Or le chinois vous prend parce qu’un but quelconque [...] est hors de question.
[...] aujourd’hui qu’il n’y a plus d’ailleurs [...], Marco Polo ne quitterait pas Venise, il apprendrait des langues (p. 23).
Le chinois que j’apprends échappe non seulement à toute valeur d’usage, à toute valeur d’échange, mais encore à tout désir de savoir (P- 45).
8Cette « leçon de chinois » ne se donne donc point comme une « méthode » de langue appelée à répondre au besoin réel du touriste, par contre elle joue bien le rôle catalyseur de l’imaginaire poétique, précisément en raison de son étrangeté :
L’imaginaire a son idiome à lui, qu’il impose à la moindre erreur ; mais si j’apprends une langue aussi étrangère, n’est-ce pas pour le laisser parler ? (p. 33.)

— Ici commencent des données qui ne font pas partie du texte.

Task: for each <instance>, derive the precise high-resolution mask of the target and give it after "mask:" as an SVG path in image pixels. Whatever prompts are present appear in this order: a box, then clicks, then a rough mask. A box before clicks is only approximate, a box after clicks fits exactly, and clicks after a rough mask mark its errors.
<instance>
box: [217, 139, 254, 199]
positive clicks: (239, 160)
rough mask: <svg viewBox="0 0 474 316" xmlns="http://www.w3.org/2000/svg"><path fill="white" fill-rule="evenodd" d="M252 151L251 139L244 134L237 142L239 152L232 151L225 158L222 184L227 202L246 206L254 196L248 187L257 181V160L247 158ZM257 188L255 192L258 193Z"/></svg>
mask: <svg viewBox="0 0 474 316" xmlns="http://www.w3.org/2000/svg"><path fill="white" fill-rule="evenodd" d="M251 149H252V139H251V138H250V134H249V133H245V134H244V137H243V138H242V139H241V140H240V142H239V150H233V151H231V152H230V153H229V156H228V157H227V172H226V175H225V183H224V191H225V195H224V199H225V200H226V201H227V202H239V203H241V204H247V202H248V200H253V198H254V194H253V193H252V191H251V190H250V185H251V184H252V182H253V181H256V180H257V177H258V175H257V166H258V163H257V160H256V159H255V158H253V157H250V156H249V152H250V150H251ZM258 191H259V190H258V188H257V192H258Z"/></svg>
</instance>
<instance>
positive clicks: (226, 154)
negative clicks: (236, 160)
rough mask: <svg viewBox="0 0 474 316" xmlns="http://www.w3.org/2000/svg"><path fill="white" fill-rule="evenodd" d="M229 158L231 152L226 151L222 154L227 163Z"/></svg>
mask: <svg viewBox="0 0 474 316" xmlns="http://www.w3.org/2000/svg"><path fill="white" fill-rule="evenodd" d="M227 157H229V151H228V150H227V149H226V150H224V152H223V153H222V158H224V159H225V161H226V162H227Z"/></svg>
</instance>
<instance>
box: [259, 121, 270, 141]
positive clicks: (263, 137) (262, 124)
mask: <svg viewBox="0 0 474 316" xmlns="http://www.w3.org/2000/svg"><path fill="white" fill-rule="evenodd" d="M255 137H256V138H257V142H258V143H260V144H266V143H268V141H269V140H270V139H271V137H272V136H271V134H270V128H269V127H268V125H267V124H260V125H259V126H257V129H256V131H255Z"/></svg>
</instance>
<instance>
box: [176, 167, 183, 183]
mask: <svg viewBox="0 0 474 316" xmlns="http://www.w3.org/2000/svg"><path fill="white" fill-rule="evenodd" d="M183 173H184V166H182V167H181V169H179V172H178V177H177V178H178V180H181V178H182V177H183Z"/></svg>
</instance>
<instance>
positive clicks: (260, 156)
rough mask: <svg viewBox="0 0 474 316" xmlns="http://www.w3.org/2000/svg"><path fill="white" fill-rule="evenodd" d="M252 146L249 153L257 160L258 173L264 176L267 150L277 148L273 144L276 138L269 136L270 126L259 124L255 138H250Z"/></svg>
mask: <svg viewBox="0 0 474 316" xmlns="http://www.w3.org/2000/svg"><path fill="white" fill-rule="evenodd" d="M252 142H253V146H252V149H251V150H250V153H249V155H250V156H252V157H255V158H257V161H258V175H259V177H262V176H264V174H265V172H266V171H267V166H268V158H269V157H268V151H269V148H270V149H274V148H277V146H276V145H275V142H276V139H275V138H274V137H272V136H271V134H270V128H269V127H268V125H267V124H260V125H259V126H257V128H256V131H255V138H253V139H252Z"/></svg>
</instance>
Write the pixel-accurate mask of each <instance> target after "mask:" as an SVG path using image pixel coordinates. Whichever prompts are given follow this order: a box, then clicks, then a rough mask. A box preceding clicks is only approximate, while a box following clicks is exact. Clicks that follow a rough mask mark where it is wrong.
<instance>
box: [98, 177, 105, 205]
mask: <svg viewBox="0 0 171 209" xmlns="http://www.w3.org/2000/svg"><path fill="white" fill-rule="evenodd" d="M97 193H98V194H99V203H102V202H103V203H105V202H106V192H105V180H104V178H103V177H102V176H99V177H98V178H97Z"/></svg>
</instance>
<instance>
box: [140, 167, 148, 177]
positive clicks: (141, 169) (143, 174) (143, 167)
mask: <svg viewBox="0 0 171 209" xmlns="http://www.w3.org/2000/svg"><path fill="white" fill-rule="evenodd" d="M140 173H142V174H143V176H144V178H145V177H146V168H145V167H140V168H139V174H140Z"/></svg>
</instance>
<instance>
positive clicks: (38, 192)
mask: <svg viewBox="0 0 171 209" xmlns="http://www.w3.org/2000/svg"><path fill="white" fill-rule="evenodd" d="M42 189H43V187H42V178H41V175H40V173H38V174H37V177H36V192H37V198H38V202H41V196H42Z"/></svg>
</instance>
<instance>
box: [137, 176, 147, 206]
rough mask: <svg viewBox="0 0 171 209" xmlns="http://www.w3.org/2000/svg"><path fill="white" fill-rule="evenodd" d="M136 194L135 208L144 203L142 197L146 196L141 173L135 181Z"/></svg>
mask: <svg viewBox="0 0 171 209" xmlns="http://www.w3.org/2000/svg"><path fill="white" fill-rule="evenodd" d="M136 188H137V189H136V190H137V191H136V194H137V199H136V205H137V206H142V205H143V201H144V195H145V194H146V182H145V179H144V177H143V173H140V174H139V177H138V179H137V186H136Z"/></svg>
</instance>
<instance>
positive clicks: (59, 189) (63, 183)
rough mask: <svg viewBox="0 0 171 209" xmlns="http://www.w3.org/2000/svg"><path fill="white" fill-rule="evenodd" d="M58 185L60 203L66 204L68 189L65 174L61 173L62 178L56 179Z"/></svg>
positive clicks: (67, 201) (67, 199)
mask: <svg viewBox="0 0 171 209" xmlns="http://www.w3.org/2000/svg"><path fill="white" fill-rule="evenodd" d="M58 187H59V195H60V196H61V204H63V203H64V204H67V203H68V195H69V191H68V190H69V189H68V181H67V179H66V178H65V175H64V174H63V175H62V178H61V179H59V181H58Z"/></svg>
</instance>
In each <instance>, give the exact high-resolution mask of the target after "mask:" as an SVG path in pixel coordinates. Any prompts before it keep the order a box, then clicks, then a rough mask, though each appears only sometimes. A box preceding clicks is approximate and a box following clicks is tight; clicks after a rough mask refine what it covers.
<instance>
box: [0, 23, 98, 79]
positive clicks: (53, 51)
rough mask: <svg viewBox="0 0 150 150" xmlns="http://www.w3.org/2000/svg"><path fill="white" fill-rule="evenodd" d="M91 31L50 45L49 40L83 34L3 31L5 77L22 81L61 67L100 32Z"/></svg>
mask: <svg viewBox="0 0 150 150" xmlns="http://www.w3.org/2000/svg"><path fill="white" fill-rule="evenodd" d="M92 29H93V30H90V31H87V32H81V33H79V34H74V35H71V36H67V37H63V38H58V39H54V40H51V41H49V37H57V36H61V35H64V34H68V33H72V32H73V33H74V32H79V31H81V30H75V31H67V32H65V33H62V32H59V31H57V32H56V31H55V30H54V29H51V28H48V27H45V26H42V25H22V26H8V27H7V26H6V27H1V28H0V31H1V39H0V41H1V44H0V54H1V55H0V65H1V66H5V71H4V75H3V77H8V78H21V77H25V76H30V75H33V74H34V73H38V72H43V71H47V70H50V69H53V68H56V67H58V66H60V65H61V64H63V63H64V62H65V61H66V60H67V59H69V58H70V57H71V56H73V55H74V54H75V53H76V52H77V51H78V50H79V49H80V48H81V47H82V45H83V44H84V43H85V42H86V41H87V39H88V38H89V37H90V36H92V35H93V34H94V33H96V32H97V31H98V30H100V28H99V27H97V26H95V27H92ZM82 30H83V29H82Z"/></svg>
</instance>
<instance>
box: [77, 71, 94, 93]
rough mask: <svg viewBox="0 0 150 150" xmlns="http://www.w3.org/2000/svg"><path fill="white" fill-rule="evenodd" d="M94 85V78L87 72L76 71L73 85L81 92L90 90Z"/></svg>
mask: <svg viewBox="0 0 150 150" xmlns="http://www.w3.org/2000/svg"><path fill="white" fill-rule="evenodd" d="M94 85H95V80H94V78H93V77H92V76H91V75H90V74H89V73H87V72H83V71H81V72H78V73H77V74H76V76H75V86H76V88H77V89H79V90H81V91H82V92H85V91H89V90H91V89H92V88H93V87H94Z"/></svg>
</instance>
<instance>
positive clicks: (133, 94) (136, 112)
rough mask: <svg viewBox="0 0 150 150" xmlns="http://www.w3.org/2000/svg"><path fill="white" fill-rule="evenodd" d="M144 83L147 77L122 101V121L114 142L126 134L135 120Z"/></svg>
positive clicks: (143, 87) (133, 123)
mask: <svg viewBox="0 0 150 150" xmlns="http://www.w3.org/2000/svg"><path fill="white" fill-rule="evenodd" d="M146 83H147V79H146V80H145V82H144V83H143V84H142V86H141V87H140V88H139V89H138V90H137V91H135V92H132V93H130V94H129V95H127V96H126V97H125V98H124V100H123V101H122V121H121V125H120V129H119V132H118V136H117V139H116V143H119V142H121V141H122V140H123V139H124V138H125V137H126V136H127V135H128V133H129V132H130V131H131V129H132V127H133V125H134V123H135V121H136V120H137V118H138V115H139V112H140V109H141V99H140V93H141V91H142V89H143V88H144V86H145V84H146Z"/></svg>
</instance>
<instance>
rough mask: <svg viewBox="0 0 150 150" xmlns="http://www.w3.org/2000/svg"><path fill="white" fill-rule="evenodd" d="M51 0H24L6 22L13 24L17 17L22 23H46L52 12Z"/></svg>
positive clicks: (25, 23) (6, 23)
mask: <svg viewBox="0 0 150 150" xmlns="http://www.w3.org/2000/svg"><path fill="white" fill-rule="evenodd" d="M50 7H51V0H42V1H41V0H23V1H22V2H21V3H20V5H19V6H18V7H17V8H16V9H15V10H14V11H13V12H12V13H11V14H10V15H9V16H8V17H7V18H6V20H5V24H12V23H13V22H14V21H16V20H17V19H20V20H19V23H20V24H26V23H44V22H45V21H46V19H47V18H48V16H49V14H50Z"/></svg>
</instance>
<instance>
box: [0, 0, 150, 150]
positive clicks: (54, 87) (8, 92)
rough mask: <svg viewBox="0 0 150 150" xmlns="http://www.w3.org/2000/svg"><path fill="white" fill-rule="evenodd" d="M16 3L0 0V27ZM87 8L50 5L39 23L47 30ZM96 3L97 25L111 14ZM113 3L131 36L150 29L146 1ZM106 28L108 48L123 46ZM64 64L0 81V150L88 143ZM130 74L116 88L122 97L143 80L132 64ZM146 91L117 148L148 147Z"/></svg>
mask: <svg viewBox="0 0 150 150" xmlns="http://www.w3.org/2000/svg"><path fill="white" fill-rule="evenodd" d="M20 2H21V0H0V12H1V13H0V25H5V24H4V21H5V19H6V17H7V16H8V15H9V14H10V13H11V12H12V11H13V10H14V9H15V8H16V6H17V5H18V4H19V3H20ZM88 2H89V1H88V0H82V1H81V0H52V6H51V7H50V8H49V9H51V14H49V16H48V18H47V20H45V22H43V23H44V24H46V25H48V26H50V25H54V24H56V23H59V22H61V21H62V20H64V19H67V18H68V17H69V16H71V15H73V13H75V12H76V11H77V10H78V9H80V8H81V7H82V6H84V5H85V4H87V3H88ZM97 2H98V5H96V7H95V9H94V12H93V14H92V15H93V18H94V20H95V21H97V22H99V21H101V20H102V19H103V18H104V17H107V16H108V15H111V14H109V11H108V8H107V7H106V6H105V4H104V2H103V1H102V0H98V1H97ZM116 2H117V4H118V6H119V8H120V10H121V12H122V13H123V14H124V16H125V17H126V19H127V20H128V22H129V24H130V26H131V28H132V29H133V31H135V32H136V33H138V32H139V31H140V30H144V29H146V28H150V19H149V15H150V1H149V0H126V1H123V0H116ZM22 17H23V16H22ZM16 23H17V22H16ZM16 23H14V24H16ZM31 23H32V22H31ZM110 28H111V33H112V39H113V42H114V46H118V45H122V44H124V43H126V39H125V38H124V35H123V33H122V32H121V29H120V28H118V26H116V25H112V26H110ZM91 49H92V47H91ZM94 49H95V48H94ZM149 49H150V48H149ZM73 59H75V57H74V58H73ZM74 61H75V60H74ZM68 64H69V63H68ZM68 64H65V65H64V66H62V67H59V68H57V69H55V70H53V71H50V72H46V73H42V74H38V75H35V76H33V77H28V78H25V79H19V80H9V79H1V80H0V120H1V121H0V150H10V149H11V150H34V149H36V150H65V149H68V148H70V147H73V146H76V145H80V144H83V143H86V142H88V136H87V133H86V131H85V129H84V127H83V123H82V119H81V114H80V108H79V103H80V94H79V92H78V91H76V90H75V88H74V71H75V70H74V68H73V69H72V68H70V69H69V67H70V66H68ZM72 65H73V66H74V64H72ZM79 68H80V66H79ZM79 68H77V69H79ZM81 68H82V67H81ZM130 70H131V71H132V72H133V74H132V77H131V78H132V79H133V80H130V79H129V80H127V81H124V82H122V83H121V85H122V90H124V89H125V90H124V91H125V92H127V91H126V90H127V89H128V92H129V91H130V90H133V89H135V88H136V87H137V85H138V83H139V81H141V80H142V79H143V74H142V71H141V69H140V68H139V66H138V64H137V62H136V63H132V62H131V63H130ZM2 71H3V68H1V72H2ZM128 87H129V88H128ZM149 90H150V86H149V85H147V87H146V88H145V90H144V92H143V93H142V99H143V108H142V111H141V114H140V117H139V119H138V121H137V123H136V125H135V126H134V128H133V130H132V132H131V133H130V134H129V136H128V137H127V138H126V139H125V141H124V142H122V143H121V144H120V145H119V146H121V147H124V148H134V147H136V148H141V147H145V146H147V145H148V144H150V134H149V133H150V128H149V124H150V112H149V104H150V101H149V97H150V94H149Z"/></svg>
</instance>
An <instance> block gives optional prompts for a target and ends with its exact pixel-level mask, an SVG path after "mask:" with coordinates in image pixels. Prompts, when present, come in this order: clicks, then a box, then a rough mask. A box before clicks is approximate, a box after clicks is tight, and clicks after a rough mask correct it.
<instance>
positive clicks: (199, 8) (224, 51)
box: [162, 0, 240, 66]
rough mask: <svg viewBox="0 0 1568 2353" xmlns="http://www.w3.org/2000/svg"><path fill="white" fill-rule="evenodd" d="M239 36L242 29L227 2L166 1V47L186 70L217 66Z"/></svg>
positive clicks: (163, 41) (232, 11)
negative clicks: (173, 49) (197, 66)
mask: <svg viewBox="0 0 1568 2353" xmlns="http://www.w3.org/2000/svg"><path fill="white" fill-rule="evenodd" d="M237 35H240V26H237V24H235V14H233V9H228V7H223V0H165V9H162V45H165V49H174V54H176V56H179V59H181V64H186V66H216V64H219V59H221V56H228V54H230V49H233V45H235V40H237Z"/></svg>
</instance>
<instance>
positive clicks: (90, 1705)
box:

La fascination devant la langue la plus étrangère est parente du premier éblouissement devant le poème : offert et chiffré, lui aussi (p. 38).
9Telle serait donc la logique d’un exotisme langagier : chinois, langue de l’Autre, idiome de l’imaginaire, écriture poétique. Cette logique est d’autant plus réconfortante qu’elle peut parfois transformer la fascination de l’étranger en un heureux retour sur soi. Quand l’étranger n’est plus considéré comme altérité extérieure à soi, mais comme l’autre de soi-même, le face à face à l’altérité du chinois peut conduire à la découverte d’« un français orienté » (p. 53), c’est-à-dire que le poète demandera à sa propre langue, et à la poésie, d’être « chinoise » :
C’est en français que j’apprends le chinois, (p. 46.)
Je rêve d’une langue (et je crois la parler quelquefois, à l’orée du sommeil ou au bord de l’insomnie) où le moindre signe, dans ses vides et ses pleins, dans le déchirement de l’air à le prononcer, nous dirait les méandres de son apparition et la lente approche de sa mort ; une langue où tout roman serait comme nié d’avance, car il réclamerait pour être lu ou pour être écrit un peu plus de vie humaine.
Le chinois lui-même a failli à cette tâche [...].
Mais la poésie seule, vraiment inouïe, redevient « chinoise » comme je l’entends (p. 36-37).
10Dans le français courant, le mot « chinois », employé au sens figuré, se dit souvent de ce qui est obscur, compliqué ou incompréhensible. Chez Gérard Macé, il semble prendre des sens encore plus extensifs, pour désigner soit l’étranger en général, soit la poésie « vraiment inouïe », soit tout idéal rêvé. Cette sémantique très élastique de la figure métaphorique du chinois nous invite à penser que, dans les études sur « les écrivains français et la Chine », il n’y a pas seulement lieu de rechercher les rapports de fait ou d’évaluer des influences, il y a aussi un grand intérêt à travailler sur toutes les connotations subjectives, toutes les associations affectives que chacun peut investir dans les mots tels que « Orient », « Chine » ou « chinois », qui sont moins des notions géographiques que des thèmes ou motifs. Au rêveur de langue, on demandera donc, non pas « que pensez-vous de la Chine ? », mais « qu’entendez-vous par Chine ou chinois ? ». Dans le texte de Gérard Macé par exemple, nous remarquons que le « chinois » tel qu’il l’entend est non seulement associé à l’idéal de la poésie, mais aussi au rêve de l’enfance ou à l’étrangeté du familier :
Vieil écolier, étemel apprenti (et trop réel fabulateur), je réinvente une enfance en apprenant le chinois.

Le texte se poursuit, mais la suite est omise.